With lockdowns quickly loosening around the country (thank fuck), it’s looking like the days when a 10-hour binge fest was socially acceptable are coming to an end. If you’ve already inhaled your lockdown watchlist and want to squeeze in another flick before real-life cinemas reopen, we’re cutting out all the window shopping with another Executive Decision.
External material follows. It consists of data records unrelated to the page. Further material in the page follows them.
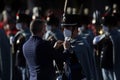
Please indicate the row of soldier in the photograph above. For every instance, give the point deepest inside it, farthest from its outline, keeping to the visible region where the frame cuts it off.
(92, 55)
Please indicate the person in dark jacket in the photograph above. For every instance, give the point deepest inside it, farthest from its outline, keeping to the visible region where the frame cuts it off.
(39, 54)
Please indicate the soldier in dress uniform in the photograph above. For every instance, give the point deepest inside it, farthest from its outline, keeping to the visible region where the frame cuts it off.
(5, 56)
(73, 67)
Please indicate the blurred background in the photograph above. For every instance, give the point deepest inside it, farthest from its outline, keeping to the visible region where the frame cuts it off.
(77, 5)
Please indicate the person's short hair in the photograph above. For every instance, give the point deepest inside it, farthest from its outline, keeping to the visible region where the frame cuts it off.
(36, 26)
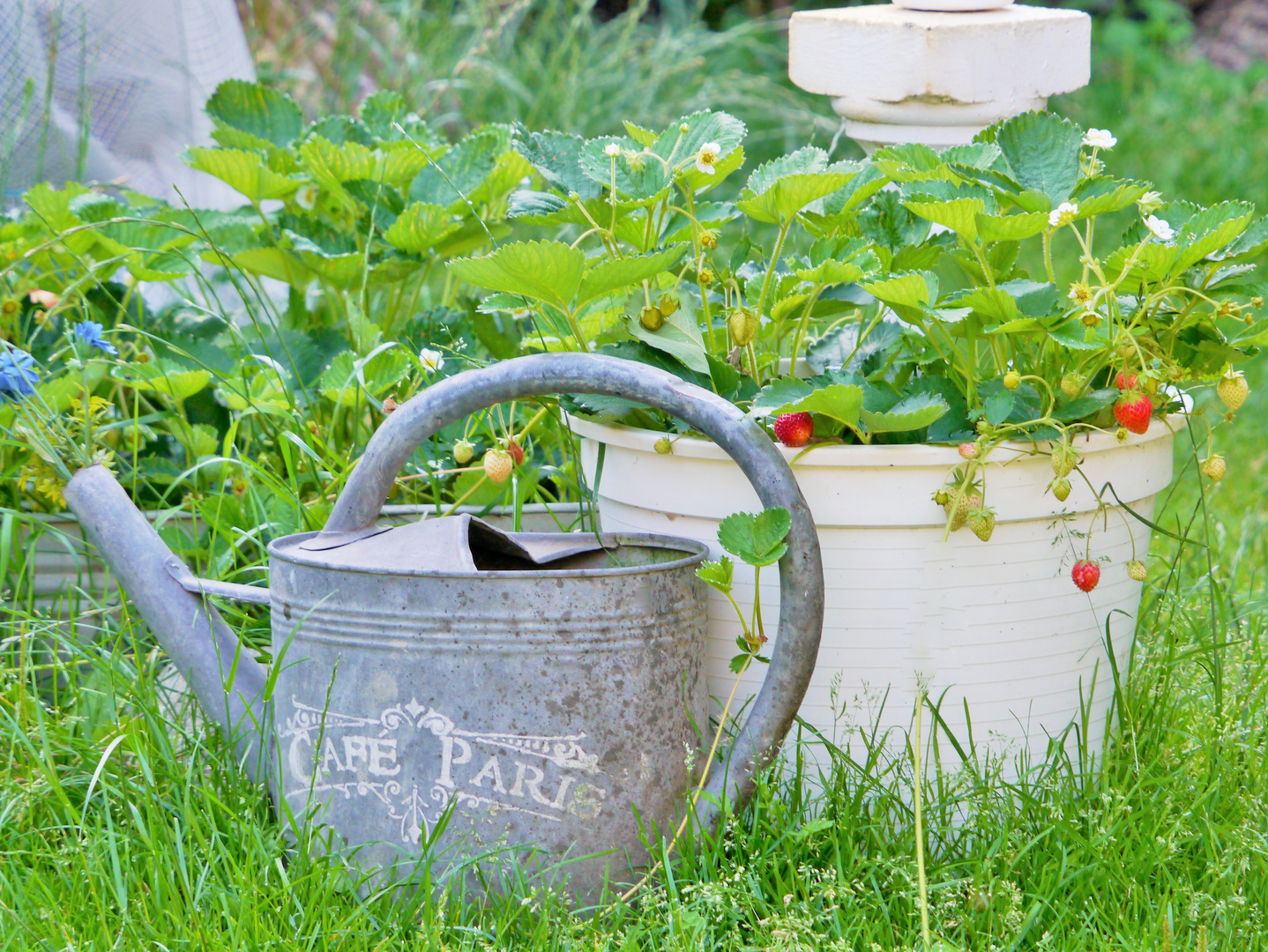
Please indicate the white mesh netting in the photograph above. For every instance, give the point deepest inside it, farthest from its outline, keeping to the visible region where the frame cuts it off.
(133, 74)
This week, you’re hunkering down with Tony Scott’s thriller, Man on Fire. Not to be confused with its prequel, Man Stands Dangerously Close to Flame, this 2004 Denzel Washington vehicle follows a bordering-on-sadistic ex-CIA officer who, after a child in his protection is abducted, goes about seeking merciless revenge across Mexico. If you’re into acid trip cinematography, gritty realism and the specific pedigree of early aughties thrillers, then you should read on for five reasons to (re)watch Man On Fire tonight.
https://www.youtube.com/watch?v=eDDh50B6kA4
In Man on Fire, Tony Scott rivals the equally-violent Quentin Tarantino with a series of increasingly gruesome revenge kills. Sure, Denzel begins with a pistol, but it isn’t long before he graduates to more inventive death machines, like a shoulder-mounted rocket launcher or a finger-chopping switchblade. If you’re in a bloodthirsty mood, look no further.
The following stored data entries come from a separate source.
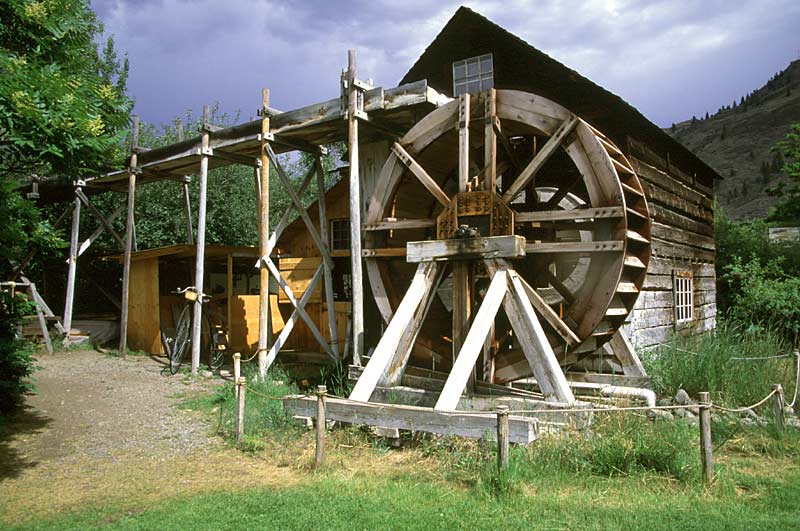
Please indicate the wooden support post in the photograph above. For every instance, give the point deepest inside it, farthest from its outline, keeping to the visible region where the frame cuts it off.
(355, 212)
(706, 452)
(237, 371)
(263, 241)
(502, 438)
(42, 320)
(200, 245)
(319, 453)
(778, 407)
(72, 264)
(126, 261)
(241, 384)
(324, 234)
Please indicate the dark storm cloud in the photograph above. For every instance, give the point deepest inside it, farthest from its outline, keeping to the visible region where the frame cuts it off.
(670, 59)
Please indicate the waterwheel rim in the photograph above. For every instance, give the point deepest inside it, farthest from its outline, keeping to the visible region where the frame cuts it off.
(584, 204)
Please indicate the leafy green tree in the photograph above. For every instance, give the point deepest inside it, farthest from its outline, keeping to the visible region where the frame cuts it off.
(788, 209)
(62, 102)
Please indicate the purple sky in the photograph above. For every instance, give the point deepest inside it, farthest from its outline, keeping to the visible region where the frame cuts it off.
(670, 59)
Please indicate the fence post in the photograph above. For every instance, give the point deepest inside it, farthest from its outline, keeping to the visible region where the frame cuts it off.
(778, 406)
(706, 452)
(240, 385)
(502, 437)
(319, 454)
(237, 372)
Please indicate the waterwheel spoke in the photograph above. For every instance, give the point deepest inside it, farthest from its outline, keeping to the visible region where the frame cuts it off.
(541, 158)
(420, 173)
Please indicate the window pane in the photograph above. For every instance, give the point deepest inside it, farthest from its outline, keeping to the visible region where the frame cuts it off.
(472, 67)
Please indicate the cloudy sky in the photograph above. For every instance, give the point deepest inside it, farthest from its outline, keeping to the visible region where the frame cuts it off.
(669, 58)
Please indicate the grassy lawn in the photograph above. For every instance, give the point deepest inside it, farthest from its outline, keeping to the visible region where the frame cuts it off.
(633, 473)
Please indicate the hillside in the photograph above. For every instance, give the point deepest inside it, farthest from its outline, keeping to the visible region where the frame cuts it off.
(736, 142)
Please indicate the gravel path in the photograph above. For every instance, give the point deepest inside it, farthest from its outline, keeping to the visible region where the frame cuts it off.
(105, 431)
It’s a variation of the above reason, but the moment when Denzel shoves dynamite up his victim’s ass deserves its own mention. In a movie that’s already action-packed, Scott still manages to redefine what it means to – quite literally – open up a can of whoop-ass. I’ve eaten Mexican food, so I too know what it feels like when things get a little explosive down there.
https://www.youtube.com/watch?v=5JU326dvQ2g
What can’t this girl do? In the space of three years, Dakota Fanning went from talking to barnyard animals in Charlotte’s Web to being at the centre of a Mexican kidnapping ring in Man on Fire. Her chemistry with Denzel is the film’s emotional core, and the pair’s eventual reunion gives the audience a tear-jerking break from all the butt bombs.
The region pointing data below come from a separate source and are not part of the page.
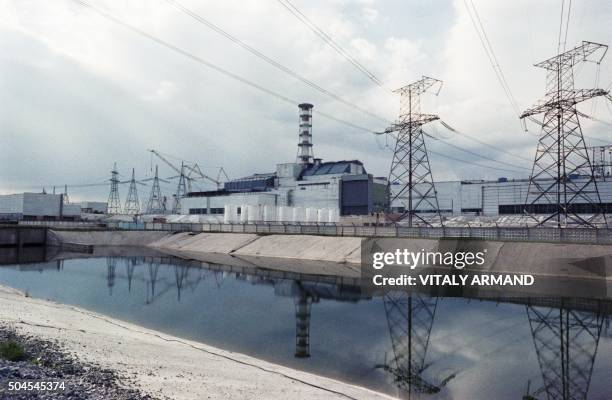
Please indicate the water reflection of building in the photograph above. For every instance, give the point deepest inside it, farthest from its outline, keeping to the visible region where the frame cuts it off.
(566, 332)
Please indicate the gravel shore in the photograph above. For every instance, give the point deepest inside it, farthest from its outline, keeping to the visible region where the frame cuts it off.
(45, 361)
(114, 355)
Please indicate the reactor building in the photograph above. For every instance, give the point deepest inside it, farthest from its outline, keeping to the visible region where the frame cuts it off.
(307, 190)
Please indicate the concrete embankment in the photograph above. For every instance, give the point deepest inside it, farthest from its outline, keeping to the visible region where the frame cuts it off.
(303, 247)
(554, 259)
(161, 365)
(105, 238)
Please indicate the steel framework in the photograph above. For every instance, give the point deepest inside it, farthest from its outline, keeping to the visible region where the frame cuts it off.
(155, 205)
(132, 205)
(410, 165)
(566, 345)
(562, 173)
(410, 319)
(114, 204)
(181, 191)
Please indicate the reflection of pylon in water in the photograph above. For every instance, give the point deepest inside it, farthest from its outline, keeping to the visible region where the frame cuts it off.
(566, 345)
(111, 265)
(302, 324)
(180, 273)
(130, 264)
(410, 319)
(153, 269)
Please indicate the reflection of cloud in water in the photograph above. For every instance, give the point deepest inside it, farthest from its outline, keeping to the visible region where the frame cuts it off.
(489, 346)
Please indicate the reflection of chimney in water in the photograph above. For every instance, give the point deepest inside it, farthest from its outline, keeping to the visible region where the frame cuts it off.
(111, 264)
(302, 325)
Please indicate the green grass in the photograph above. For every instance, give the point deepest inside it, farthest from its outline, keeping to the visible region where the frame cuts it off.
(12, 351)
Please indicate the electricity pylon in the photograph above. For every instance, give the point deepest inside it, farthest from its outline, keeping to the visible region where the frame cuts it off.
(410, 166)
(65, 197)
(566, 345)
(155, 205)
(132, 205)
(113, 206)
(410, 319)
(181, 191)
(562, 183)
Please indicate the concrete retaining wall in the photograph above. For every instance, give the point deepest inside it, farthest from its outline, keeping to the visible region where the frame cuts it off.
(106, 238)
(577, 260)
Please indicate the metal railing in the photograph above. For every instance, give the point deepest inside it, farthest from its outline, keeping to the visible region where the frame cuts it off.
(515, 234)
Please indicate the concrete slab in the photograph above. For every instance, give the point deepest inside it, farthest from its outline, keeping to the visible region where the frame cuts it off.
(107, 238)
(224, 243)
(305, 247)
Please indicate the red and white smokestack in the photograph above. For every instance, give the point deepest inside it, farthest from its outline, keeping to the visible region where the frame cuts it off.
(305, 153)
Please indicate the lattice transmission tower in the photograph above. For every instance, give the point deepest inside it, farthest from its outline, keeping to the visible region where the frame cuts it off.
(132, 205)
(113, 206)
(410, 167)
(410, 319)
(562, 184)
(155, 205)
(566, 345)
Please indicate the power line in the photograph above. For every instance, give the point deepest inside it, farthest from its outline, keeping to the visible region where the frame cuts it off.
(269, 60)
(488, 48)
(480, 155)
(330, 41)
(233, 75)
(483, 142)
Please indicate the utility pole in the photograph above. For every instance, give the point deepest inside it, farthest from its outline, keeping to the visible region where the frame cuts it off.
(132, 205)
(65, 197)
(155, 203)
(410, 167)
(113, 206)
(562, 174)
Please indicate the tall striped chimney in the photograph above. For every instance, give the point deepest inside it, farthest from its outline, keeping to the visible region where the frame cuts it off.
(305, 153)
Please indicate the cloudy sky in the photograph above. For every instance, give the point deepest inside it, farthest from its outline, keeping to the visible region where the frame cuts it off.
(79, 92)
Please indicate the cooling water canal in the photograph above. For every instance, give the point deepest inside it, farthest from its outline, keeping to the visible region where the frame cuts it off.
(460, 348)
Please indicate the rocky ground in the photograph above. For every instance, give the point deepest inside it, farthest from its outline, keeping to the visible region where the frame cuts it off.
(45, 361)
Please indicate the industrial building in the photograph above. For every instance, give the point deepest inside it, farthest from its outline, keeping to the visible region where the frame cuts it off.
(308, 190)
(93, 207)
(500, 197)
(37, 207)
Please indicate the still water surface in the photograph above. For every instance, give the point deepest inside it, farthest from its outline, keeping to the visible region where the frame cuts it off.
(434, 348)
Like other revenge films of its kind (see Taken, Kill Bill), there’s something so gratifying about watching a bunch of overweight crims face their grisly comeuppance. You’ll be fighting back vicarious booyah’s with each detonated bomb or removed finger. In a quote that’ll either make you cheer or cringe, Denzel sums up the whole movie with the classic redemption line, “revenge is a dish best served cold.”
Originally set in Italy, Man on Fire was later relocated to Mexico, which has one of the world’s highest kidnapping rates. The film’s antagonists are based on the Arizmendi gang, which had collected around $300 million in ransom money at the time, and this reality is driven home by Scott’s gritty take on the Mexican underbelly. The idea that one person could singlehandedly dissolve a crime family is far-fetched, but things change when the man in question is Denzel Washington.